Mr Emery’s figures without the Europa League read
- Won: 22
- Drawn: 9
- Defeats: 13
- Win percentage: 50%
So we might ask, why are we getting so worked up with a manager who has a 50% win record – or 56% if the Europa League is included… Let’s compare his record with the rest…
|Herbert Chapman||11 June 1925||6 January 1934||411||49.64|
|Joe Shaw||6 January 1934||28 May 1934||23||60.87|
|George Allison||28 May 1934||31 May 1947||279||46.24|
|Tom Whittaker||2 June 1947||24 October 1956||430||47.21|
|Jack Crayston||24 October 1956||19 May 1958||81||41.98|
|George Swindin||21 June 1958||1 May 1962||186||40.86|
|Billy Wright||1 May 1962||13 June 1966||182||38.46|
|Bertie Mee||20 June 1966||4 May 1976||539||44.71|
|Terry Neill||9 July 1976||16 December 1983||416||44.95|
|Don Howe||16 December 1983||22 March 1986||117||46.15|
|Steve Burtenshaw||23 March 1986||14 May 1986||11||27.27|
|George Graham||14 May 1986||21 February 1995||460||48.91|
|Stewart Houston||21 February 1995||15 June 1995||19||36.84|
|Bruce Rioch||15 June 1995||12 August 1996||47||46.81|
|Stewart Houston||12 August 1996||13 September 1996||6||33.33|
|Pat Rice||13 September 1996||30 September 1996||4||75.00|
|Arsène Wenger||1 October 1996||13 May 2018||1,235||57.25|
|Unai Emery||23 May 2018||29 November 2019||78||55.13|
|Freddie Ljungberg||29 November 2019||21 December 2019||6||16.67|
|Mikel Arteta||22 December 2019||Present||52||55.77|
The problem is that all those defeats have come at once in the League, which gives us a bad position. But looked at this way, Mr Arteta happens to be one of our most successful managers. Indeed one of an elite group of managers who have achieved a win rate of over 50%: Here they all are
|Joe Shaw||6 January 1934||28 May 1934||23||60.87 %|
|Pat Rice||13 September 1996||30 September 1996||4||75.00 %|
|Arsène Wenger||1 October 1996||13 May 2018||1,235||57.25 %|
|Unai Emery||23 May 2018||29 November 2019||78||55.13 %|
|Mikel Arteta||22 December 2019||Present||52||55.77 %|
Joe Shaw, in case you don’t know the name, was the reserve team coach who took over Arsenal upon the death of Herbert Chapman mid-season. He carried on the work and won the title, before stepping back down to the reserves the following season.

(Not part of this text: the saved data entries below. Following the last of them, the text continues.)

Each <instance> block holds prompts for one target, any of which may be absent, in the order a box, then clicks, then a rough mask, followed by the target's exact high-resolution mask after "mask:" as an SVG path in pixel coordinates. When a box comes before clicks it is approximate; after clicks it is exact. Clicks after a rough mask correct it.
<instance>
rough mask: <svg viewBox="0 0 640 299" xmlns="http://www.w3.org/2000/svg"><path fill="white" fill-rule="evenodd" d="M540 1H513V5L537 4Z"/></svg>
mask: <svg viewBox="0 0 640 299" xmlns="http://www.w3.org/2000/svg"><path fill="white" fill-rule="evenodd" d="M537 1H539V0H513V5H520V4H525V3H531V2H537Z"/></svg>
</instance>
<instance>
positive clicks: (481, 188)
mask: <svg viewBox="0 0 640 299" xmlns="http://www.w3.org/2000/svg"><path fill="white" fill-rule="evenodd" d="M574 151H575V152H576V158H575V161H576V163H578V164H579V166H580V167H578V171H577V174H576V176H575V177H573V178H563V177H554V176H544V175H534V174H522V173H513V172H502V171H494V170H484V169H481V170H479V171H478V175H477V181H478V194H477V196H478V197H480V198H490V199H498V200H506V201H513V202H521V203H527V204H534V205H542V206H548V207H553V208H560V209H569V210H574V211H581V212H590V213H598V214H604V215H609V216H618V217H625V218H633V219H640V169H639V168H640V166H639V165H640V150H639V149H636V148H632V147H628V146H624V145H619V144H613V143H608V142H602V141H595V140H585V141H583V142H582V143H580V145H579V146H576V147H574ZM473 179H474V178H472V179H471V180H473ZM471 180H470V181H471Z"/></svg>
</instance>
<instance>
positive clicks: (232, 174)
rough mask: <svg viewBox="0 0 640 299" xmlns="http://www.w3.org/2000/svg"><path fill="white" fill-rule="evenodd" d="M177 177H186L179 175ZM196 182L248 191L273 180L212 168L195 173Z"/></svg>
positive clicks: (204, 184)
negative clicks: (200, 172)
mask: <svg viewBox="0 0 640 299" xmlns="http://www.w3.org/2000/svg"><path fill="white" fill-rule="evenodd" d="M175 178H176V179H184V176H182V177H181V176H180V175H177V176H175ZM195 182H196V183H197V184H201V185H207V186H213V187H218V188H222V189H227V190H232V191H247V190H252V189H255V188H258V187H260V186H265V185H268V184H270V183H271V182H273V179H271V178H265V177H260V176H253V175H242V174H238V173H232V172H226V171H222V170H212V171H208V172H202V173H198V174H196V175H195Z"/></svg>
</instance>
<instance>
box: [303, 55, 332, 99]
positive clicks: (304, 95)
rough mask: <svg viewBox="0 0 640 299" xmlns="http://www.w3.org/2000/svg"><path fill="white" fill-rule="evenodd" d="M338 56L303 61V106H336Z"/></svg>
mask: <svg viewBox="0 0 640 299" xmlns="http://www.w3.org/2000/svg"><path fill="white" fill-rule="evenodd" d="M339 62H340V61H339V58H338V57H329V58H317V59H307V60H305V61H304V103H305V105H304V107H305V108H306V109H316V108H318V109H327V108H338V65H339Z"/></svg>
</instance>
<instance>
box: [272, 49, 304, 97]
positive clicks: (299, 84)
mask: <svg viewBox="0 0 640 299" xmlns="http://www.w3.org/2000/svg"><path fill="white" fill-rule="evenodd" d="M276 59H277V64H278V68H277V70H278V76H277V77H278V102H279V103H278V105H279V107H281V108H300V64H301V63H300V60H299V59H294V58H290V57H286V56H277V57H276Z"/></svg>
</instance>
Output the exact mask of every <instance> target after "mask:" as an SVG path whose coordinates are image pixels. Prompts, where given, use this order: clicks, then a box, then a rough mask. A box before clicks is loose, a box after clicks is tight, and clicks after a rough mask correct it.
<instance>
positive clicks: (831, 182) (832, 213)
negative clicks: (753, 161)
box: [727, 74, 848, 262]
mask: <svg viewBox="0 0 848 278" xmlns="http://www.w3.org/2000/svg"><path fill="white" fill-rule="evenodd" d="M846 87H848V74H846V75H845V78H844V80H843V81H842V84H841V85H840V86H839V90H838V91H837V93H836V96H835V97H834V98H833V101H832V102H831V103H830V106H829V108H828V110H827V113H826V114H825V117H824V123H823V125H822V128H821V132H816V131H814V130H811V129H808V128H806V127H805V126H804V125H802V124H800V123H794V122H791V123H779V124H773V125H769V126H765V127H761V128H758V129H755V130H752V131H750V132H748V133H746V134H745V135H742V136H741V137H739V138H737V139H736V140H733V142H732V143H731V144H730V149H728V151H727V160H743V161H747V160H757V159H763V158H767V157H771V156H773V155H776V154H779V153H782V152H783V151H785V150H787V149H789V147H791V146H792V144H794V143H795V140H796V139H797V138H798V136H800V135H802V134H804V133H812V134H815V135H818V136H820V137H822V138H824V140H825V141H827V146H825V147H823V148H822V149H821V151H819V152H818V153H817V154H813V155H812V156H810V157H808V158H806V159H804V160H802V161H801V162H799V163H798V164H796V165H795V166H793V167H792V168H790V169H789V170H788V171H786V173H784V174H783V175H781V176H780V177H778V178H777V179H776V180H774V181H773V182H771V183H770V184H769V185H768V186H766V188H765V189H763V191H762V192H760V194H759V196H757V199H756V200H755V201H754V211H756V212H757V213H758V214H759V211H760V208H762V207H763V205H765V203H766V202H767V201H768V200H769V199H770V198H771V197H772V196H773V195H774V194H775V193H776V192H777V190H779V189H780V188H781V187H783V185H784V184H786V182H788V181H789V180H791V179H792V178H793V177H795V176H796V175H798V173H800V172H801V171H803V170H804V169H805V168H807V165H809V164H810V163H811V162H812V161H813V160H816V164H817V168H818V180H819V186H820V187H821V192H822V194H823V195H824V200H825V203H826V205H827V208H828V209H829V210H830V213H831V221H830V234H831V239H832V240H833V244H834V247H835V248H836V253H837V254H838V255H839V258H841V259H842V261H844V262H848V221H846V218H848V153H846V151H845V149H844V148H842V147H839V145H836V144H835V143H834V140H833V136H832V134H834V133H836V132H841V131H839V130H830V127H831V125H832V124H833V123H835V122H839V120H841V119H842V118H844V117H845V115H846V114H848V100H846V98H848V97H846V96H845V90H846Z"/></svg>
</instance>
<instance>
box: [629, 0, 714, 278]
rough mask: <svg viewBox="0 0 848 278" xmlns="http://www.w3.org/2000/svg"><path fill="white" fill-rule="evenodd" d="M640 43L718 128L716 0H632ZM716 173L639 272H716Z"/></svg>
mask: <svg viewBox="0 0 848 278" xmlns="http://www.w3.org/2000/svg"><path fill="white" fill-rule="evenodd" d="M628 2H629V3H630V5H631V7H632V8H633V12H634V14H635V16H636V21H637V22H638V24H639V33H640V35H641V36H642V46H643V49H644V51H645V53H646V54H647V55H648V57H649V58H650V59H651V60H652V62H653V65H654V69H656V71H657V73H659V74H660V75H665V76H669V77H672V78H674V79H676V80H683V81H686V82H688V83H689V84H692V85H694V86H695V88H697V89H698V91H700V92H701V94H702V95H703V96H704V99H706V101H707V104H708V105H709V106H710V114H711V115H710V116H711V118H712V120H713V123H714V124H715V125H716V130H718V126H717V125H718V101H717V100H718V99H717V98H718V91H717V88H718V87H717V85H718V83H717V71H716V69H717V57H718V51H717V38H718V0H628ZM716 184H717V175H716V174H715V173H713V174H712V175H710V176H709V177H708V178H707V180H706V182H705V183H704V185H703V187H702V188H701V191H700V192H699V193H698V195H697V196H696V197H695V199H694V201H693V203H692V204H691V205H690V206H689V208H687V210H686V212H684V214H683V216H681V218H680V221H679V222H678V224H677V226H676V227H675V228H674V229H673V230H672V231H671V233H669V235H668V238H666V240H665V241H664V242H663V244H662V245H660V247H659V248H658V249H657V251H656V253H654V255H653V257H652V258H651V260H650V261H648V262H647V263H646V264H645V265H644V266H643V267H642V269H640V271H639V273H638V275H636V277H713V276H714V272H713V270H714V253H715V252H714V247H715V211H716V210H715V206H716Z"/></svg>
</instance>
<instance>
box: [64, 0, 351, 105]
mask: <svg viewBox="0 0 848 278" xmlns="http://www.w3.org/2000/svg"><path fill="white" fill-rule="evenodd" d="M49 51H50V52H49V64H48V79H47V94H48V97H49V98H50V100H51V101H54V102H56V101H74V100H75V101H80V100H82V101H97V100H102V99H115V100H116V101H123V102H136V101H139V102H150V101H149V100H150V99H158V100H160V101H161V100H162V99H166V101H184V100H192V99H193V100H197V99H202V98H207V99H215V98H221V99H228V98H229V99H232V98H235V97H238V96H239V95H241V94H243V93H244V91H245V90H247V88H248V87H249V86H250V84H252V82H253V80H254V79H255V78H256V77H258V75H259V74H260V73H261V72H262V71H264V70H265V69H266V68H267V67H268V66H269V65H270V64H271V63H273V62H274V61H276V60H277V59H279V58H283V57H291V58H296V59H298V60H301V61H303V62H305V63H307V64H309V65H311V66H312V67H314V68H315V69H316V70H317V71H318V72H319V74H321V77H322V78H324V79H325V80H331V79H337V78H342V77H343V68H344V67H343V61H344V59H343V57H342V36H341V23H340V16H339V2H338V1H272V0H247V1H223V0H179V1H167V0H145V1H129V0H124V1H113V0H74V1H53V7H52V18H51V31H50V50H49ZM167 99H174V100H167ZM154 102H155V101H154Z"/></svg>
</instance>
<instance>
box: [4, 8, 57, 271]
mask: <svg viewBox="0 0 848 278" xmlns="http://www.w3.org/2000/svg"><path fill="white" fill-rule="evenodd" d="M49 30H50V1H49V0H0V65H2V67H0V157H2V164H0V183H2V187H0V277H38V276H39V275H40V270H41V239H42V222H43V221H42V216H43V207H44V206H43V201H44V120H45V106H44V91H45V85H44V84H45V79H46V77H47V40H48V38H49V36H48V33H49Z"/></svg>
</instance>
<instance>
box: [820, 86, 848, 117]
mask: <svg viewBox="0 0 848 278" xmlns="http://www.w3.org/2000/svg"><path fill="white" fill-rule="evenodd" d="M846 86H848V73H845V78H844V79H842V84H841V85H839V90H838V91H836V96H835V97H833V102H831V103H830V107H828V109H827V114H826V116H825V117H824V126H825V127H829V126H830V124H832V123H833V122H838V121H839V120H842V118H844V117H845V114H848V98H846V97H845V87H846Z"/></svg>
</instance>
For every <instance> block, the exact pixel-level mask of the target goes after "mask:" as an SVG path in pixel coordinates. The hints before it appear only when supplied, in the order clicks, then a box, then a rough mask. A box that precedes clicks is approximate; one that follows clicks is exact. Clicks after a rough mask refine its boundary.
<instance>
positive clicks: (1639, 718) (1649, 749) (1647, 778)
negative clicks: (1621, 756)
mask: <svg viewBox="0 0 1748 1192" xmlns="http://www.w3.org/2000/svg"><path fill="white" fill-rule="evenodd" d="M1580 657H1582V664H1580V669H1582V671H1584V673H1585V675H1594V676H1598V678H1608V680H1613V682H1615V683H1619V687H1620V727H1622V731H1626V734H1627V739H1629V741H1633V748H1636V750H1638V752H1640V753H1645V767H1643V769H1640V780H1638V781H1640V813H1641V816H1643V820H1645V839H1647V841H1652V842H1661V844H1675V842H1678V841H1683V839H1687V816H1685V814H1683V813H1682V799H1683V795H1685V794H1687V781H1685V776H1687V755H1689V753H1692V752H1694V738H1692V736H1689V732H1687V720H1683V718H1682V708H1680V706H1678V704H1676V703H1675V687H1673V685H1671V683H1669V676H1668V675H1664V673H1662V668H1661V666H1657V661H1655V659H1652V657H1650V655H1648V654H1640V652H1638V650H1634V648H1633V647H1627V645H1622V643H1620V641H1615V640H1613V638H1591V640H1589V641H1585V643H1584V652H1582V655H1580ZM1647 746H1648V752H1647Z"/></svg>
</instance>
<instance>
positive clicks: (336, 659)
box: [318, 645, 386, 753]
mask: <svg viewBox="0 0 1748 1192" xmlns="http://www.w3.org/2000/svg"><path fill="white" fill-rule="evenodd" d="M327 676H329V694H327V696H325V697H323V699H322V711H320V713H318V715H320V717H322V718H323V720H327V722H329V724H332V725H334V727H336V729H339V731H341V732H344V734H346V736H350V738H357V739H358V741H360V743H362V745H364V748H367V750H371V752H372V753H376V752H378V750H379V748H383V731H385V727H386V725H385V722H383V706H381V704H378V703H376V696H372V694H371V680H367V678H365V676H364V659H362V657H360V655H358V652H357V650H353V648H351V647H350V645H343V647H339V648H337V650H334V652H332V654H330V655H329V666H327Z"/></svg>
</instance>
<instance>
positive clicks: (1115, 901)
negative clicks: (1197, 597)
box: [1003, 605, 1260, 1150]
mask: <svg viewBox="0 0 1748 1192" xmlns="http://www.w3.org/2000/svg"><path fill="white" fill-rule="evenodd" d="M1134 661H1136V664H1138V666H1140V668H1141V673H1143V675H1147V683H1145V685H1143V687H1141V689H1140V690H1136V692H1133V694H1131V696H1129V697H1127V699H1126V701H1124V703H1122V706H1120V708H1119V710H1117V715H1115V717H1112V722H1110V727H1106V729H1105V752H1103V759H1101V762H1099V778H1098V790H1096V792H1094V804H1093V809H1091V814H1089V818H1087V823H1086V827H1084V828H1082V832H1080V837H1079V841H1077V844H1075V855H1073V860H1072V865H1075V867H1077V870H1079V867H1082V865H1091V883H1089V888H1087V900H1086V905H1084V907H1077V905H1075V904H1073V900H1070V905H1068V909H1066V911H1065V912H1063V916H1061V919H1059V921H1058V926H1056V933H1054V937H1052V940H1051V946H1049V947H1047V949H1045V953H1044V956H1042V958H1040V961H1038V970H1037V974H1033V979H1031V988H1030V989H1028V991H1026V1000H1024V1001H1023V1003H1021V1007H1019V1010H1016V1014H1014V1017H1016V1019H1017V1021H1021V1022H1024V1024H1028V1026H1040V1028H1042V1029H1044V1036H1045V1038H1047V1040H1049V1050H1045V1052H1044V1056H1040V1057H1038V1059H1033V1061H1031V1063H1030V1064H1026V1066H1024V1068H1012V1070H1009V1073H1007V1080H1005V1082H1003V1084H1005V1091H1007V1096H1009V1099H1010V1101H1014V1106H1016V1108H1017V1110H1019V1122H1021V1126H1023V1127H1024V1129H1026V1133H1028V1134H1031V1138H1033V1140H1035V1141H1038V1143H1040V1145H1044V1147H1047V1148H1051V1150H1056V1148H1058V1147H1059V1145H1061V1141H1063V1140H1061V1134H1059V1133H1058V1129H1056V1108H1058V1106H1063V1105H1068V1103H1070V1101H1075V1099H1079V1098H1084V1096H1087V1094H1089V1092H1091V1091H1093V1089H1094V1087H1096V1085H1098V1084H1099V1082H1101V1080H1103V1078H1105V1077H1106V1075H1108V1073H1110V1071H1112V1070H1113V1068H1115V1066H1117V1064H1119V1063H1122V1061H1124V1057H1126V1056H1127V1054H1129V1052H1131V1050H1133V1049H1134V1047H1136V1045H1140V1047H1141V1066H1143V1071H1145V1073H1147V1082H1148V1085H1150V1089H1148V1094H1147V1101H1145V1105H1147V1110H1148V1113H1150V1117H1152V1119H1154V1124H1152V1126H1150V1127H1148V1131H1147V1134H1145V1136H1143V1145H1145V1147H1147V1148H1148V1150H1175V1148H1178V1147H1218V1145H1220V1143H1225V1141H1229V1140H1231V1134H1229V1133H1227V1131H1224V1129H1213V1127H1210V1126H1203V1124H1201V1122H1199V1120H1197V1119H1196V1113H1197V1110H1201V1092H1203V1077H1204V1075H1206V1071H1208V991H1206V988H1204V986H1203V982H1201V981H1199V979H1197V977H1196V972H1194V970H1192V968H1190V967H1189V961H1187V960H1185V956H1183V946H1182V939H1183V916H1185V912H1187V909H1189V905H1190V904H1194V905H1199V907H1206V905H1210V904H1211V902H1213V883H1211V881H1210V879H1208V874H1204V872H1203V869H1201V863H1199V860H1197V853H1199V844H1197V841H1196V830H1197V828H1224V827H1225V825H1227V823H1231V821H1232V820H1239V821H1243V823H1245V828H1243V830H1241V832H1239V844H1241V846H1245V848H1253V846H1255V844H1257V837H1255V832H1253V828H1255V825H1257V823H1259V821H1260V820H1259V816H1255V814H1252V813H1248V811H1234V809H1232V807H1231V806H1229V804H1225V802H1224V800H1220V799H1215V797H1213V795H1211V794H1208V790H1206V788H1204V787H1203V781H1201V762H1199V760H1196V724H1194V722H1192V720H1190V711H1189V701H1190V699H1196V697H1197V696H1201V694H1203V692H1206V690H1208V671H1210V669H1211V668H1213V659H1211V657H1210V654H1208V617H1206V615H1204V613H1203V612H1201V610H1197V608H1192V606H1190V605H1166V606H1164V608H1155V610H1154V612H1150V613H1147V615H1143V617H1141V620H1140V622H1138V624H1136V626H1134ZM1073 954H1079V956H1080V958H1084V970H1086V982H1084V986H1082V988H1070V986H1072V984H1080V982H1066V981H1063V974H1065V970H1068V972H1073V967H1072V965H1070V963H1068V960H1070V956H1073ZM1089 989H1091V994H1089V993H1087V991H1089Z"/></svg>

Pat Rice’s run came while we were all waiting for Arsene Wenger to arrive in 1996.
So, maybe with a win rate of 55.77%, which is 0.64% better than Unai Emery, we should keep him with us. Although we might ask, was it worth all the cost of getting rid of Mr Wenger one year early, and Mr Emery half a season early, in order to stay pretty much where we were, in terms of wins. (We might also note that most of the time Mr Wenger managed us in the Champions League, where things were a bit tougher. But maybe that’s a different matter).